The Science Behind Yeast and How It Makes Bread Rise
Yeast — whether from packets, jars, or cakes sold at stores, or even from a starter you’ve prepared at home — is essential to bread making. And yes, it is alive, even if it is sold dried.
What Is Yeast?
Yeasts are small, single-celled organisms that feed off of simple sugars, breaking them down into carbon dioxide, alcohol (ethanol, specifically), flavor molecules, and energy. The process is referred to as fermentation.
Carbon Dioxide Helps Bread Rise
Carbon dioxide is one of the major gases responsible for leavening in baking. In cakes, it comes from the reaction of sodium bicarbonate under acidic conditions. In bread making (or special yeasted cakes), the yeast organisms expel carbon dioxide as they feed off of sugars. As the dough rises and proofs, carbon dioxide is formed; this is why the dough volume increases. The carbon dioxide expands and moves as the bread dough warms and bakes in the oven. The bread rises and sets.
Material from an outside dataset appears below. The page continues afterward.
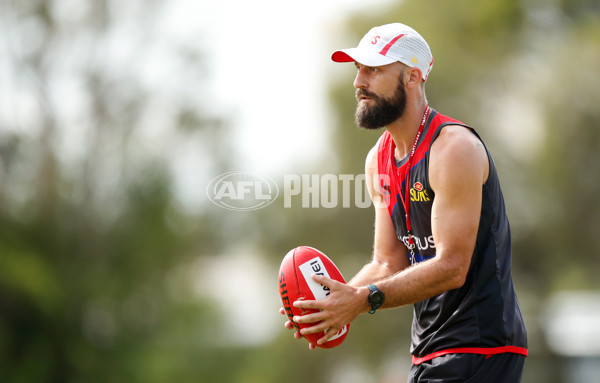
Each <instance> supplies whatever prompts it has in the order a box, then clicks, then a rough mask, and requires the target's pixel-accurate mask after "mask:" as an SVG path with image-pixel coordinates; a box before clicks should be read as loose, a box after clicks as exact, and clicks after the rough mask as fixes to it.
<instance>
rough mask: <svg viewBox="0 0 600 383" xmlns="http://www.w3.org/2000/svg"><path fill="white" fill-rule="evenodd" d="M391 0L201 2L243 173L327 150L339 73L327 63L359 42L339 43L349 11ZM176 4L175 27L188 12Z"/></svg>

Alcohol Also Helps Bread Rise
Most bakers attribute carbon dioxide to bread rise, and alcohol to bread flavor exclusively, but that’s not entirely true. When yeast breaks down glucose, transforming it into carbon dioxide and ethanol, both byproducts are formed in equal parts. So for every glucose molecule, two molecules of carbon dioxide and two molecules of ethanol are formed. While at room temperature, the alcohol is liquid, but when the bread hits the oven, the alcohol begins to evaporate, transforming into gas bubbles that contribute to the rise of your bread. Given the amount of alcohol formed during fermentation, of course ethanol helps bread rise.
Yeast Also Helps Develop the Gluten
Without gluten, gas bubbles in bread doughs would be lost, resulting in denser bread. Gluten plays a crucial role in bread rise, trapping the bubbles of gas, and yeast has an impact on the development of gluten. This is especially important when you are following a no-knead bread recipe. As the bread dough sits in the fridge for hours and hours, enzymes in the flour slowly break down the gluten proteins into smaller pieces. Those smaller pieces can more easily assemble into a network and form gluten from even tiny movements we can’t see.
The movements that help develop the gluten in no-knead bread are the gas bubbles that are released from the fermenting yeast. The gas bubbles move around slowly throughout the dough, and that movement pushes and rearranges the proteins in the bread dough so they can arrange into a network without you having to knead the dough.
Yeast is essential to the rise of bread, not only because it produces carbon dioxide, but also because it produces alcohol that evaporates as the bread bakes, and because it helps develop and strengthen the gluten network.